The following are the top stories in the Maltese and overseas press.

Times of Malta reports that a drug expert has warned of a new ecstasy risk.

The Malta Independent says 34,000 Maltese are registered on Ask.fm.

MaltaToday says Marie-Louise Coleiro Preca called on MPs to give children a voice.

In-Nazzjon says the Opposition is showing it is positive and constructive by voting for a President from the other side of the political fence.

l-orizzont quotes Marie-Louise Coleiro Preca saying she would have liked to do more as Social Policy Minister.

The overseas press

A rebel group in eastern Libya has agreed with the government to end its seizure of vital oil ports within days, a senior leader told Reuters, raising hopes for an end to an eight-month stalemate that has dried up state income and fuelled chaos. 

Le Soir quotes Nato Secretary General Anders Fogh Rasmussen saying the organisation would react to all threats made by Russia against allies. Opening of the 28-member-state North Atlantic Council sitting, he said Russia’s annexation of Ukraine’s Crimea region was the gravest threat to European security for a generation. Nato foreign ministers have agreed to suspend all practical civilian and military co-operation with Russia. Rasmussen had earlier categorically denied reports that Russia was pulling its forces back from its border with Ukraine.

The Washington Post reports the US House of Representatives has voted overwhelmingly to provide aid to Ukraine, back a $1 billion loan guarantee for the Kiev government and impose sanctions over Russia‘s annexation of Crimea. 

Al Jazeera says US Secretary of State John Kerry has insisted it was completely premature to write off the Israeli-Palestinian peace talks. After cancelling a visit to the West Bank, Kerry said a lot of possibilities were in play, even though a dispute threatened to derail his efforts to extend negotiations beyond this month.

L’Avvenire quotes Pope Francis saying too many Catholics had lost enthusiasm for their faith and risked falling into “the spiritual disease of sloth”. During his regular morning Mass at Santa Martha’s House, Francis said some are “even embittered” and at times, hypocritical.
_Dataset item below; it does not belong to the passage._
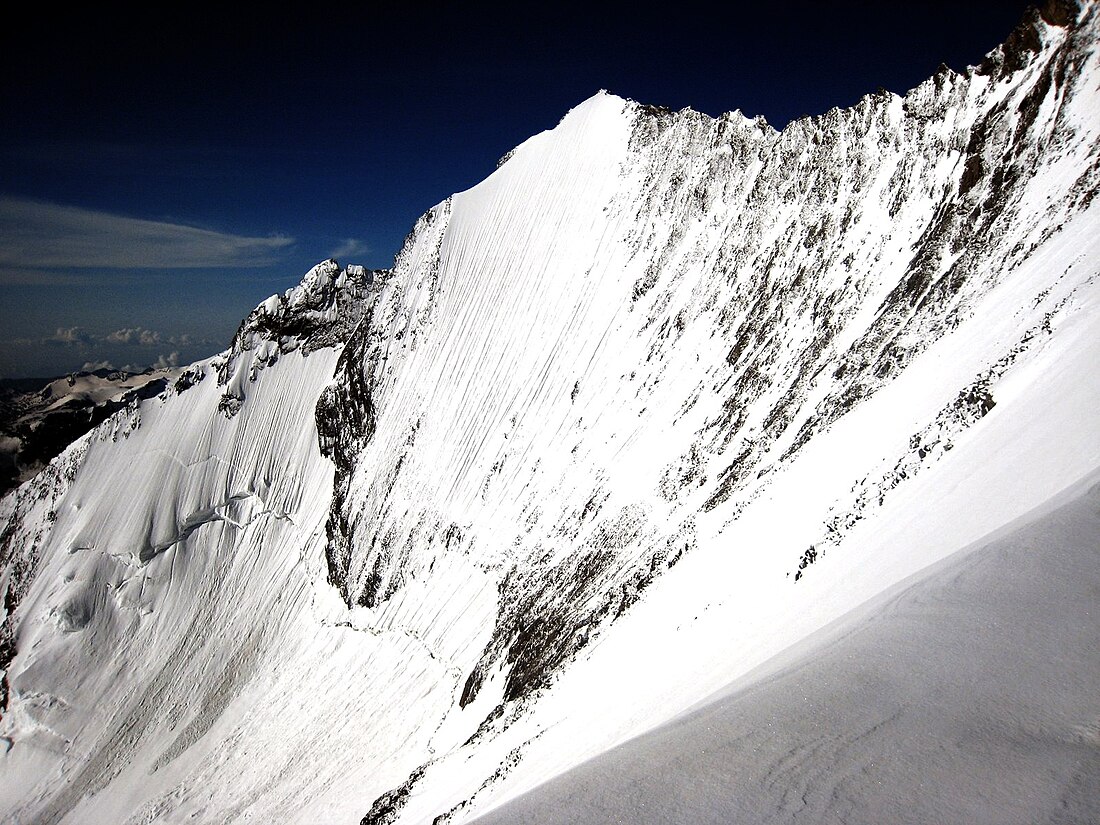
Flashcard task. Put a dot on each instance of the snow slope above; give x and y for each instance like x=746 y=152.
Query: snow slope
x=655 y=402
x=965 y=695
They may attend Mass each Sunday but their spirits were closed to others and their spirits risked falling into the sin of sloth, or laziness and apathy, he warned. “They do not bother to go out to proclaim the Gospel! They are anesthetized,” he said.

Al Bawaba reports two Tunisian policemen have been sentenced to seven years in prison for raping a young woman in a case that had triggered angry protests. 

Il Sole 24 Ore says new figures showed unemployment in Italy rose to 13 per cent to 3.3 million in February – the highest level in about 37 years – and were described as “shocking” by Italian Prime Minister Matteo Renzi on a visit to London. Unemployment among youths aged 15 to 24 rose to 42.3 per cent – about 3.6 percentage points above the level recorded last year.

Bild reports a Lufthansa flight made an emergency return to Munich airport on Tuesday after a man armed with a razor blade took a flight attendant hostage. The 28-year-old Kosovo man had boarded the flight to Budapest, after being deported from Germany due to the rejection of an asylum request. The man barricaded himself in a toilet with the flight attendant. Police say the Kosovo passenger, who spoke Albanian, surrendered with the help of an interpreter.

Al-Arabiya quotes the Syrian Observatory for Human Rights saying more than 150,000 people have been killed in Syria since the conflict began in March 2011. Of these, 51,212 were civilians, including 7,985 children. The group said the figures included 37,781 members of the armed opposition, and 58,480 loyalist forces, including more than 35,000 soldiers.

ABC reports the British submarine HMS Tireless has joined nine other ships and 10 aircraft in the hunt for wreckage from Malaysia Airlines flight MH370. The Trafalgar class submarine arrived in the southern Indian Ocean and would help search for the plane’s black box recorder. It will soon by joined by Royal Navy coastal survey ship HMS Echo.

A man has been left without genitals and with three missing toes after a witch doctor told him that losing his body parts would make him rich. The man, who has been hospitalised in Zambia after he allowed the hyena to eat his manhood, has told The Times of Zambia he was promised by a witch doctor that by sacrificing his body parts he would become rich. Despite the horrific ordeal, he admitted he was still hopeful of becoming rich. The hospital described the man’s condition as stable.